Raphaël est debout, il ferme les yeux. Les rayons du soleil, projetés sur lui, l'habillent de lumière. Il ouvre ses paumes, les met face aux rayons. Il ne bouge plus, se recharge, respire lentement. Il pourrait se rendormir ainsi, debout, mais un rendez-vous l'attend et surtout, l'idée qu'il avait semée avant de se coucher avait germée pendant la nuit, il la sent grandir, cela doit continuer.

Ses paupières s'ouvrent, enfin, pas vraiment, juste une seule, un peu, pas totalement, car en face de lui, à l'horizontale, le soleil du Dôme se tient rond, brûlant, aveuglant. Il détourne son visage et se dirige vers son armoire. Il l'ouvre, regarde ses habits, fronce les sourcils en se demandant quelle tenue il va bien pouvoir mettre aujourd'hui. Parmi les chemises bleues, il prend la troisième. Hier, il avait choisi la seconde, peut être que demain il prendra la première, qui sait ? Par contre, pour ce qui est de la veste et du pantalon, là, il ne peut laisser le hasard choisir à sa place. Il se saisit des vestes, une à une, pour les étendre sur le lit, face à la lumière. Puis, il prend un pantalon, le regarde, regarde les vestes, regarde le pantalon, regarde une nouvelle fois les vestes mises à plat avant de reconstituer les combinaisons de même teinte, ou du moins, s'y rapprochant.

C'est qu'il voit tant de nuances dans ces bleus, à croire que tout ce qu'on lui propose est dépareillé. Il a bien tenté de se plaindre de ça, mais on lui répondit que toutes les vestes et tous les pantalons étaient d'un même bleu. Il insista, dit que si, si, regardez bien à la lumière, mais on lui répondit que non, non, c'est la même couleur. Et pourtant, si, tous les bleus sont différents.

Raphaël ne peut s'empêcher, comme chaque matin, de marier les nuances entre elles, et trop souvent, elles formaient des couples imparfaits. Là, c'est un bleu comme la nuit ; ici, le bleu d'un soir d'orage ; à droite, c'est un bleu comme minuit ; à gauche, c'est le bleu avant la pluie. Cette dernière teinte est parfaite, le pantalon dérive un peu sur l'orage, mais qu'importe, c'est exactement ce dont a besoin Raphaël pour ce qu'il veut faire. Il enlève sa tenue de lumière pour se glisser dans celle de ce jour : la chemise bleu numéro 3, le pantalon bleu tirant sur l'orage et la veste bleue comme avant la pluie.
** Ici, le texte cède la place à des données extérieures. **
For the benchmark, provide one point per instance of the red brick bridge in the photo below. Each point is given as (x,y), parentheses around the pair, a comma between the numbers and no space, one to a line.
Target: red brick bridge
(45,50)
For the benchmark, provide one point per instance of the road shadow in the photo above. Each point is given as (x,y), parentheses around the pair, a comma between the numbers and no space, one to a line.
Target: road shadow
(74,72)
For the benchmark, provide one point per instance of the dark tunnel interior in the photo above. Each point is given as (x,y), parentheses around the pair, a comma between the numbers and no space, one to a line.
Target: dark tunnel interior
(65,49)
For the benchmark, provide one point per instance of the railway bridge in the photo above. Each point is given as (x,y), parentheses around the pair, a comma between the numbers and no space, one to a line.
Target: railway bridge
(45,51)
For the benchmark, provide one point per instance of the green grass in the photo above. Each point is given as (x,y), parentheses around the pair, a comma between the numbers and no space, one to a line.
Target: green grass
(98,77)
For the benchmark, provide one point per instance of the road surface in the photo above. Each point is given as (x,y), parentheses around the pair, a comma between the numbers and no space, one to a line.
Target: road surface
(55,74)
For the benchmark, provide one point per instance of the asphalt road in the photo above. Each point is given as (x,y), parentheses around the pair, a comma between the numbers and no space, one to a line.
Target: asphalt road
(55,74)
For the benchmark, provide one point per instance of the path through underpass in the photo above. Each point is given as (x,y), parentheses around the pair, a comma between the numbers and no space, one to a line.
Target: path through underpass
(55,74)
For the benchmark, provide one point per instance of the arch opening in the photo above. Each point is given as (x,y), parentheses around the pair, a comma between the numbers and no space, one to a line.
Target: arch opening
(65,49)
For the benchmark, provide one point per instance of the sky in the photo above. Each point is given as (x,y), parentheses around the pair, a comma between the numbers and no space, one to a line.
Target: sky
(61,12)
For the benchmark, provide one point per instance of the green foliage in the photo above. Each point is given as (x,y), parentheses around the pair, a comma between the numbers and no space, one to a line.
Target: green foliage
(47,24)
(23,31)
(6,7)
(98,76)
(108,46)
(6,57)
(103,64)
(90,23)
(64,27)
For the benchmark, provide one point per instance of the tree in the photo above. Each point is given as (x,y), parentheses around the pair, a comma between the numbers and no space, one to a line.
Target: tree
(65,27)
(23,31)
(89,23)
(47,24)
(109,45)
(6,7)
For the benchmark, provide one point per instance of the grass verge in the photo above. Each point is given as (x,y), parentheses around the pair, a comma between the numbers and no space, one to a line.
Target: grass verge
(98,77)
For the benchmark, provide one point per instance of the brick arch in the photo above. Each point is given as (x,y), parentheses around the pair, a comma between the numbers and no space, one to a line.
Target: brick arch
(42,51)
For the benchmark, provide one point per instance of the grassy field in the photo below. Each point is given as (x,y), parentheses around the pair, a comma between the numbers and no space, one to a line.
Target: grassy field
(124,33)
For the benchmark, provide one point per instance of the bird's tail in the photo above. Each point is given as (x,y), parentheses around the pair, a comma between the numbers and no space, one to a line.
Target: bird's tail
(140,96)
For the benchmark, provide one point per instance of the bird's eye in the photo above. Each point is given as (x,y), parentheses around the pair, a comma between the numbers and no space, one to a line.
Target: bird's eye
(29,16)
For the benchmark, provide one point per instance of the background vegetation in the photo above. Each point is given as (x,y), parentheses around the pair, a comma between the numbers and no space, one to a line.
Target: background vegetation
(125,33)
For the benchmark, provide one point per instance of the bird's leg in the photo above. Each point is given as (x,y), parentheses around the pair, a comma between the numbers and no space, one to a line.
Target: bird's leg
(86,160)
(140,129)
Se mettant face au soleil, il faillit lui demander « Comment tu me trouves ? », mais se ravise de l'importuner, il le laisse poursuivre sa route après l'aube, il y a encore tant de monde à saluer. Raphaël regarde par la fenêtre. Il respire. Une idée s'envole, une idée aussi nouvelle que ce jour est nouveau, une idée dont il ne peut mesurer, en cet instant, les conséquences. Un sourire se dessine sur ses lèvres. Une voix le fait revenir à lui, elle lui rappelle que le temps passe, que l'on ne peut le retenir trop longtemps : " Bonjour citoyen, il est 6h55. N'oubliez pas de vous souvenir, les événements seront à la fête pour la fin de journée. Souvenez-vous avec Kodalyne, le rehausseur de goût pour sublimer la vie. L'heure vous est donnée par les usines Perficus, les producteurs de bonheur. Bonjour citoyen, il est 6h55 ".
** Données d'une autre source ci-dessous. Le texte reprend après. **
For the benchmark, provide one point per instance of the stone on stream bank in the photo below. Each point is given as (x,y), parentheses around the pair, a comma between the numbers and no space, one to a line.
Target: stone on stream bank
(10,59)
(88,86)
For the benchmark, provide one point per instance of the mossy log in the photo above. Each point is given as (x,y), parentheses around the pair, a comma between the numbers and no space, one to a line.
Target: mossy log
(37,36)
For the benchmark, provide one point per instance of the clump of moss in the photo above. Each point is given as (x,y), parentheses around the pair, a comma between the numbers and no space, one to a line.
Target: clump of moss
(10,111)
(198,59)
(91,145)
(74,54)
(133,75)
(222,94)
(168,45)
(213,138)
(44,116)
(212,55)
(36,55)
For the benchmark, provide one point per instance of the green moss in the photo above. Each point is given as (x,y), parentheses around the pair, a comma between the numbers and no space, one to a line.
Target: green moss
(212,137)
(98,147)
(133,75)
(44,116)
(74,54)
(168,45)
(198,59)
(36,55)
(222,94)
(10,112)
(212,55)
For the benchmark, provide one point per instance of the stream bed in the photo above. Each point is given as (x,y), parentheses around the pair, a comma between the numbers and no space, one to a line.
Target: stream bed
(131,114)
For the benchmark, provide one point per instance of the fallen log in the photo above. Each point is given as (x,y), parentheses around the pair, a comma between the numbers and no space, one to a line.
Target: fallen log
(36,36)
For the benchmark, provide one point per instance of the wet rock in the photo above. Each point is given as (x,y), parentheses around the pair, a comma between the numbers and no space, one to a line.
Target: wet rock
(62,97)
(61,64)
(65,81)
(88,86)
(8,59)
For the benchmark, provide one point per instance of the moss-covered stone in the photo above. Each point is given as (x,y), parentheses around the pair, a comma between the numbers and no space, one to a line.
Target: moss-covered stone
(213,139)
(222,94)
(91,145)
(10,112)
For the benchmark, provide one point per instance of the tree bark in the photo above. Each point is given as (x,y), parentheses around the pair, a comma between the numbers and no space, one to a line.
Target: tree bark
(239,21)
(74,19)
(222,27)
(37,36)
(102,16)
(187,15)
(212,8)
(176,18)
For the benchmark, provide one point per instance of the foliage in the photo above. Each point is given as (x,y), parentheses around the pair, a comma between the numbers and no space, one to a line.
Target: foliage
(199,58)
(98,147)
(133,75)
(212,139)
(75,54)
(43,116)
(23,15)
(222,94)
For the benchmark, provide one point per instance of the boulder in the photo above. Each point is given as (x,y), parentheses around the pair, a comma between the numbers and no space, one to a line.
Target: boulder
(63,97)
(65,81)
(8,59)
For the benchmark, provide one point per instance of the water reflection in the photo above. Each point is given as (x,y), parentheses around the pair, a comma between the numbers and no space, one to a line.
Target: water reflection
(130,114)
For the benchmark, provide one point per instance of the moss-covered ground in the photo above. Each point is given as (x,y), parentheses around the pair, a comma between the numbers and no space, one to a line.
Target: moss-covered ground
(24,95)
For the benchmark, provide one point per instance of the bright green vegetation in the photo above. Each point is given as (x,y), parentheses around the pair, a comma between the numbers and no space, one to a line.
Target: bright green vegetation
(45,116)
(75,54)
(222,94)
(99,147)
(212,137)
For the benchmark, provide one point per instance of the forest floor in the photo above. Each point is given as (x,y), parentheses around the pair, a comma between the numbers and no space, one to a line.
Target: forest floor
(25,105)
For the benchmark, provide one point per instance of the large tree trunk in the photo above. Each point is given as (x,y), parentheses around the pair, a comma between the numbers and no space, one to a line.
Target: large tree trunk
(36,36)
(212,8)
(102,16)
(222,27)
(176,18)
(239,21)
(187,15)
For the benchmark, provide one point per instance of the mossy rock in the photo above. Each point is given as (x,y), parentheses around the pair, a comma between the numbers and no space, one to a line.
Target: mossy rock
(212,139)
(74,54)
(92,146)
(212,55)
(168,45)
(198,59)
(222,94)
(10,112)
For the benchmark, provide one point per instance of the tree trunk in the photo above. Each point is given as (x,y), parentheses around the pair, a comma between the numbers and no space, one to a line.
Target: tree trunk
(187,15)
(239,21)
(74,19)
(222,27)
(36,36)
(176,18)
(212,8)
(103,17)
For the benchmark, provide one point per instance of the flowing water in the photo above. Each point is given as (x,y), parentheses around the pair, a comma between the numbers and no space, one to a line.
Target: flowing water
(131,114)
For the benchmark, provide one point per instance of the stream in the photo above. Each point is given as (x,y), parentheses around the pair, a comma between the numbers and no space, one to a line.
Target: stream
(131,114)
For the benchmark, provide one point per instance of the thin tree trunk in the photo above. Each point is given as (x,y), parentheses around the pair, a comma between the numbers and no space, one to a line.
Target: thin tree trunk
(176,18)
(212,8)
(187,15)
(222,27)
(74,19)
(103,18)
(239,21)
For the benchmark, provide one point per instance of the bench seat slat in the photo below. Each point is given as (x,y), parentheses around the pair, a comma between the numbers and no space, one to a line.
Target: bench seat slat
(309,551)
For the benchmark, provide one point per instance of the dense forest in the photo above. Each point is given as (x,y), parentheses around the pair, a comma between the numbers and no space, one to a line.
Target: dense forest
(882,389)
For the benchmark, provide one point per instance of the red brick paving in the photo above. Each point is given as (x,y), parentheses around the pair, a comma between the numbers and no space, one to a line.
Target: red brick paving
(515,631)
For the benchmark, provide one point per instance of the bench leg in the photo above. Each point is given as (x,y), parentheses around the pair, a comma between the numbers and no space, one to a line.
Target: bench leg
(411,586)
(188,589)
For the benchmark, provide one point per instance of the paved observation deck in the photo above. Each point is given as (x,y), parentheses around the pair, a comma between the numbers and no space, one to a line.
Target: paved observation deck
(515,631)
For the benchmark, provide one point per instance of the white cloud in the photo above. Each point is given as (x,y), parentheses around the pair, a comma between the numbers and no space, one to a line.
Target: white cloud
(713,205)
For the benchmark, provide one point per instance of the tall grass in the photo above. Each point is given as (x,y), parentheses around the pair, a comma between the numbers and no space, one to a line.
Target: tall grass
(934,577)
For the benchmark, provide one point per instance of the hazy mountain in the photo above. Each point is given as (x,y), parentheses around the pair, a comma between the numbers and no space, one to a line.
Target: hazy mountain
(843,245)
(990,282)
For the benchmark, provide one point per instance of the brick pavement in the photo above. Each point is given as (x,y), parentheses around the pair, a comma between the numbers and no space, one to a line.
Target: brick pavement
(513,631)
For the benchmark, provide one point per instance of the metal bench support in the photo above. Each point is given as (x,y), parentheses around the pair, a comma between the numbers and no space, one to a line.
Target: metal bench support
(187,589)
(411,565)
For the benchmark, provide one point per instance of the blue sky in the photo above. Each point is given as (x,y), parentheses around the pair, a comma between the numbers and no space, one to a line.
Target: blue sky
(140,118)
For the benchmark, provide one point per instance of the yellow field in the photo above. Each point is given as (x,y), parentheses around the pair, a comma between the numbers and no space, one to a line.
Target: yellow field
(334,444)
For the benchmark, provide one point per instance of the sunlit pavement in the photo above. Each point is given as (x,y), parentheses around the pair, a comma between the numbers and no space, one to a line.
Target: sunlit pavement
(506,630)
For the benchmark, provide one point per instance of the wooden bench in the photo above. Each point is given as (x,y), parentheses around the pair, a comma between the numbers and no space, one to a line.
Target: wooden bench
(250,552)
Le refrain est le même depuis longtemps maintenant. Il se souvient qu'avant, il y a plus d'un cycle, c'était l'énergisante Alkalyne qui vous donnait l'heure. Raphaël se souvient parfaitement de ce slogan : "Pour que l'éveil dure vraiment plus longtemps, prenez une gorgée d'énergie avec Alkalyne, la boisson qui ouvre vos ailes." Il le reprenait en canon lorsqu'il l'entendait. Ces petits changements l'ont toujours amusé.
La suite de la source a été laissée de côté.